While being hardly willing to convict a District Judge of such serious misconduct as drinking up the evidence” in 'a criminal case with the evident intention of shielding the accused Portuguese, upon the testimony of two such men as Kahele and Hairama who admitted their perjury in our presence, we are not satisfied but that it may be true that the Judge proposed to have the case dropped and did help drink the wine. He admits that when he came down stairs and noticed that the natives were drinking and Hairama was “ hula-ing,” he made no enquiries as to where their drink came from. He explains his extraordinary offer to give the wine to a Japanese, respecting the sale of which he had just issued a warrant, that it was only in jokel He says he knew that it was not proper for a Judge to go about with an officer hunting up evidence to prove a case which he was to try thereafter, but says he had to do so since the Deputy Sheriff was so seldom in that part of the district. He admits that he never afterwards tried to ascertain where the substituted bottle of wine came from. If we disregard altogether the evidence of Kahele and Hairama that the Judge helped drink the wine, there remains the testimony of Hakuole, unshaken except by the Judge’s own denial, which shows that the Judge knew when he tried the case against the Portuguese that the wine placed before him was not the wine which Hairama said he had bought, and yet he allowed the farce to proceed until it was stopped by the Deputy Sheriff.
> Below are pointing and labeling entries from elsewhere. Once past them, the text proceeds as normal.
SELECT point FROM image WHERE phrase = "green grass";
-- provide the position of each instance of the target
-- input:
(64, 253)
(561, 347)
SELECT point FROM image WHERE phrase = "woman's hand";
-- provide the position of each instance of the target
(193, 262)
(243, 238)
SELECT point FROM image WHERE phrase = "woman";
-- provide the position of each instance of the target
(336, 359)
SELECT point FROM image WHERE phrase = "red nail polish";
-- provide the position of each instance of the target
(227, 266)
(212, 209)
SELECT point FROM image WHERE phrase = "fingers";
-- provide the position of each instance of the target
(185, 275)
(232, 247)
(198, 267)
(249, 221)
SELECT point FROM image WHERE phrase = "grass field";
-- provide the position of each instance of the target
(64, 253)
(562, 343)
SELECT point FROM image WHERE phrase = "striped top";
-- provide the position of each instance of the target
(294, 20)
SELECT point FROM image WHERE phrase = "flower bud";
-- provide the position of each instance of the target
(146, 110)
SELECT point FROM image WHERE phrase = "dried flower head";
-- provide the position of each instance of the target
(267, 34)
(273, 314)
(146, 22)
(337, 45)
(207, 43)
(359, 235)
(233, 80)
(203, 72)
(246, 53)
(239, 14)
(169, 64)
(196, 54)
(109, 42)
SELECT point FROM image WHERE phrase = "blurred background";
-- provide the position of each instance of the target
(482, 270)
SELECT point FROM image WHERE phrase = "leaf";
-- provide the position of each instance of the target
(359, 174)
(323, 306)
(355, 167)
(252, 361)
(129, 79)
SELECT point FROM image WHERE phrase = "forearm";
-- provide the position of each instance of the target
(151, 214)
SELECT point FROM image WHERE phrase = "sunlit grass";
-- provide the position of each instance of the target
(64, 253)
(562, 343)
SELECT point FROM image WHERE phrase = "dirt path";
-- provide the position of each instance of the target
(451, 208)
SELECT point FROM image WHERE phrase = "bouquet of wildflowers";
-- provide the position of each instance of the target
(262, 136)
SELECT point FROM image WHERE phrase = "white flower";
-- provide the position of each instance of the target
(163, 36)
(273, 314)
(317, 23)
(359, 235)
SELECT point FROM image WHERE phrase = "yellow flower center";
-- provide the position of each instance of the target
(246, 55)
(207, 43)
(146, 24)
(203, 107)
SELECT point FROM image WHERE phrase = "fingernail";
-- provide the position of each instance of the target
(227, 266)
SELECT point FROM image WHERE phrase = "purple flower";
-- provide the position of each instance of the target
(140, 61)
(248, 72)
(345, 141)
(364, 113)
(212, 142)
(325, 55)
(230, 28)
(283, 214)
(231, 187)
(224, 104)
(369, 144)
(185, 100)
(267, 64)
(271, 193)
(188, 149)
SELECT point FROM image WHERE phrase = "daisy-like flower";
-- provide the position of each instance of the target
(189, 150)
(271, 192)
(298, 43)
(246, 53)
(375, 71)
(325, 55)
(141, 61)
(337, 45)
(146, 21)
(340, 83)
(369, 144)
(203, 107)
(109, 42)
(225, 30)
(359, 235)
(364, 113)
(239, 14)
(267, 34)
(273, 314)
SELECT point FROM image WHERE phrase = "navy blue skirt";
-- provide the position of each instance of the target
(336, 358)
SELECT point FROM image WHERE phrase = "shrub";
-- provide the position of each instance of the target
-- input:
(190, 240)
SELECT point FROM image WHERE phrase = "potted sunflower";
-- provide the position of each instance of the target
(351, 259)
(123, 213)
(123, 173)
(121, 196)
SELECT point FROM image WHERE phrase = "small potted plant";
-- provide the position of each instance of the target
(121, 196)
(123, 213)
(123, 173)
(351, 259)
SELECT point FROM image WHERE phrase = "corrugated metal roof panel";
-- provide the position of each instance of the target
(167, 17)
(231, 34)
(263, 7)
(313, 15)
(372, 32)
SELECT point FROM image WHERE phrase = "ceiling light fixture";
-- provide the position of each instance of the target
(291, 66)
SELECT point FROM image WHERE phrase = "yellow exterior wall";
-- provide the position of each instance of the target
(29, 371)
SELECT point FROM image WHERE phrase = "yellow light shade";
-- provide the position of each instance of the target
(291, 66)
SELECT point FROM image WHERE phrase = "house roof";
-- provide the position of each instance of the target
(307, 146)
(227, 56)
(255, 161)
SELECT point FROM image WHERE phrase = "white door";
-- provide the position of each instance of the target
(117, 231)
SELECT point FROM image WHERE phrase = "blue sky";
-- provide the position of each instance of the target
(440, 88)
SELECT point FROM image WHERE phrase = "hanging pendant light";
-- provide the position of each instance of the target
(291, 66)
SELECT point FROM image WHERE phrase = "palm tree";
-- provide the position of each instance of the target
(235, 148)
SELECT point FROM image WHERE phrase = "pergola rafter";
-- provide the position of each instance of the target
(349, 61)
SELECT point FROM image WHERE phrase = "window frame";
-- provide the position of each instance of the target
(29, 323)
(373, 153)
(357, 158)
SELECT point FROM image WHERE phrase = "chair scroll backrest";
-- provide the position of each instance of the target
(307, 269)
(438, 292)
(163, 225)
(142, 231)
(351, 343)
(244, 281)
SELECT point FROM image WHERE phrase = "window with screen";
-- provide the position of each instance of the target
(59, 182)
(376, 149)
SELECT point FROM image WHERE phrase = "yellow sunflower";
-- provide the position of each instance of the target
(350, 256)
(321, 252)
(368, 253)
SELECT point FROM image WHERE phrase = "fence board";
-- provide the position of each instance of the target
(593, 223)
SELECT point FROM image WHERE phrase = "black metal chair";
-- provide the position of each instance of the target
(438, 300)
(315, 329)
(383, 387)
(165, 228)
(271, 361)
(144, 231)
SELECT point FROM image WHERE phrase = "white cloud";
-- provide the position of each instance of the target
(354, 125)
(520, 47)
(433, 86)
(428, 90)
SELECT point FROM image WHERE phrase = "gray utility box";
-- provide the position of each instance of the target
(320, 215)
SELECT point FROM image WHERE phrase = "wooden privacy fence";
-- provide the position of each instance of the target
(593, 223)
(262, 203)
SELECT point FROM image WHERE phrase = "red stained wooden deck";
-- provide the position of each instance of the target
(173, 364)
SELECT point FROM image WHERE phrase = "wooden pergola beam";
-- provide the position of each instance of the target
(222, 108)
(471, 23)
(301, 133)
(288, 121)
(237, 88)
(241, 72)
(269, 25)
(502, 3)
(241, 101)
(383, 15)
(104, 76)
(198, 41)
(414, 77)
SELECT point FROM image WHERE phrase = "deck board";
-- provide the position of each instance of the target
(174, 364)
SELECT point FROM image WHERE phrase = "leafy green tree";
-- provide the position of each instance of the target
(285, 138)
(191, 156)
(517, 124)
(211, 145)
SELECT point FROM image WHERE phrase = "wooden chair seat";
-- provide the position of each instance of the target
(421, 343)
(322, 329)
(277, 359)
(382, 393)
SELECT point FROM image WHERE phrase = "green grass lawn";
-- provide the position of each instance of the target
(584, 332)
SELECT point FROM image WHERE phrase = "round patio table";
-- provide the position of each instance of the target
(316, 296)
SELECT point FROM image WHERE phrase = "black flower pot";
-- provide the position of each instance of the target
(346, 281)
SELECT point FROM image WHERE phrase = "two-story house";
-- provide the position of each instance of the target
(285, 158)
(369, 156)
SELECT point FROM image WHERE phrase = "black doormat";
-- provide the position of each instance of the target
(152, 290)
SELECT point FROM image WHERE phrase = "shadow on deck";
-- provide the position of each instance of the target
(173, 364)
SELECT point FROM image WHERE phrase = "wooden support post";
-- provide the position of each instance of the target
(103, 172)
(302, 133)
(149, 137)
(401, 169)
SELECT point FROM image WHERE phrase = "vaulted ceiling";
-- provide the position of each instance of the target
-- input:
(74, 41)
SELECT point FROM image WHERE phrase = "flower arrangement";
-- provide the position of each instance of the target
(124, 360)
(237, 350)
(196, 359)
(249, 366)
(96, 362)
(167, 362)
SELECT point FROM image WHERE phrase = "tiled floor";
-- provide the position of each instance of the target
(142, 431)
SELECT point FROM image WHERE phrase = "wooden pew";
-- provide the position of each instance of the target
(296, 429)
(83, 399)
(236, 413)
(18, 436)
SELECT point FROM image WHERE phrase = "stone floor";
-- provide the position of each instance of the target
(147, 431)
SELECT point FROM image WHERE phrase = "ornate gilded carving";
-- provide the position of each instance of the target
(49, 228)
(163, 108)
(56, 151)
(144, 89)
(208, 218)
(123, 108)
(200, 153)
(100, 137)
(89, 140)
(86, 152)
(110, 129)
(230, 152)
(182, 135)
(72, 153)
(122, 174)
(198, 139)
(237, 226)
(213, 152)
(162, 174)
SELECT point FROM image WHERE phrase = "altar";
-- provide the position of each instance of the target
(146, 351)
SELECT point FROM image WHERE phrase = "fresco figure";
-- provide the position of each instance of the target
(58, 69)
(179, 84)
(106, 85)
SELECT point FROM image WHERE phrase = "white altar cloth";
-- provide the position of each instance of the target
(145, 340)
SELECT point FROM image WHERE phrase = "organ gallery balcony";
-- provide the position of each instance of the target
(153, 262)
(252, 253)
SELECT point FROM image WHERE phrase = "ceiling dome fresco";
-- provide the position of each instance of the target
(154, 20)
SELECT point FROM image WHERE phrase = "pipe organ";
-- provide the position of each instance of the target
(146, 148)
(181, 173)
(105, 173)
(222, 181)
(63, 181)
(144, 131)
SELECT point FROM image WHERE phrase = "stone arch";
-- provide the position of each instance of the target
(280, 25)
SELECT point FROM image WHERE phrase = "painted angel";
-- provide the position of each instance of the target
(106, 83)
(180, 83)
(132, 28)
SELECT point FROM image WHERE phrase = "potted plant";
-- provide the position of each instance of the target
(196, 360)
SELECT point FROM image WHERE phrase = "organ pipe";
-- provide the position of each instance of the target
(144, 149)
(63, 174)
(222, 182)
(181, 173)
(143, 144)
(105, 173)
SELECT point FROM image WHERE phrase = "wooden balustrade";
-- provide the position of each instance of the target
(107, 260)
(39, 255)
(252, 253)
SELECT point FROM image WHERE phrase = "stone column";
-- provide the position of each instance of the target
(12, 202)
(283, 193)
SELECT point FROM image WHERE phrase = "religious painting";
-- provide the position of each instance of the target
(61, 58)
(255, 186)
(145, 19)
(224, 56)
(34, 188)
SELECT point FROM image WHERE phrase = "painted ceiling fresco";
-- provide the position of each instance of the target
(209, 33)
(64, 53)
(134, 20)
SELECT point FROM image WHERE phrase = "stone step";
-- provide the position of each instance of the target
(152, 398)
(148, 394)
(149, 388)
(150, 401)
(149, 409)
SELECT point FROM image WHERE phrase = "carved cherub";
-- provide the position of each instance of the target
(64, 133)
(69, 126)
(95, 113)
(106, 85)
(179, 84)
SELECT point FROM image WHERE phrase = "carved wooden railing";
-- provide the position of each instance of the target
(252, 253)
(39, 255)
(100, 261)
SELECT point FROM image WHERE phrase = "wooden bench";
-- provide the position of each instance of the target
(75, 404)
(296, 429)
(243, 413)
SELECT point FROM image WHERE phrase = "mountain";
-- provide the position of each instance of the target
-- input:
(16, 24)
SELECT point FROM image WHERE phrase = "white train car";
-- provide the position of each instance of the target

We think that great weight ought to be given to the admission of the Judge to the Deputy Sheriff that the “bottle was drunk up by us.” The Deputy Sheriff believed that this was true and acted upon it by immediately beginning investigations which resulted in this information.

We remark that the respondent has but little legal knowledge, as is evidenced by his allowing the name of “ Hairama” to be erased as the deponent to the warrant, and himself substituting therefor the name of Kahele, constable of Kipahulu,” without swearing Kahele to the warrant. Hairama said he did not swear to it, and it is doubtful if it was supported by any oath.

Attorney-General, for prosecution.

W. R. Castle, for respondent.

Taking all these facts into consideration, we are of opinion that the respondent, Noah Kaaa, is unfit to longer hold the office of District Justice of Kipahulu and Kaupo, and accordingly remove him from the said office. He to pay ■ costs, taxed at $50.00.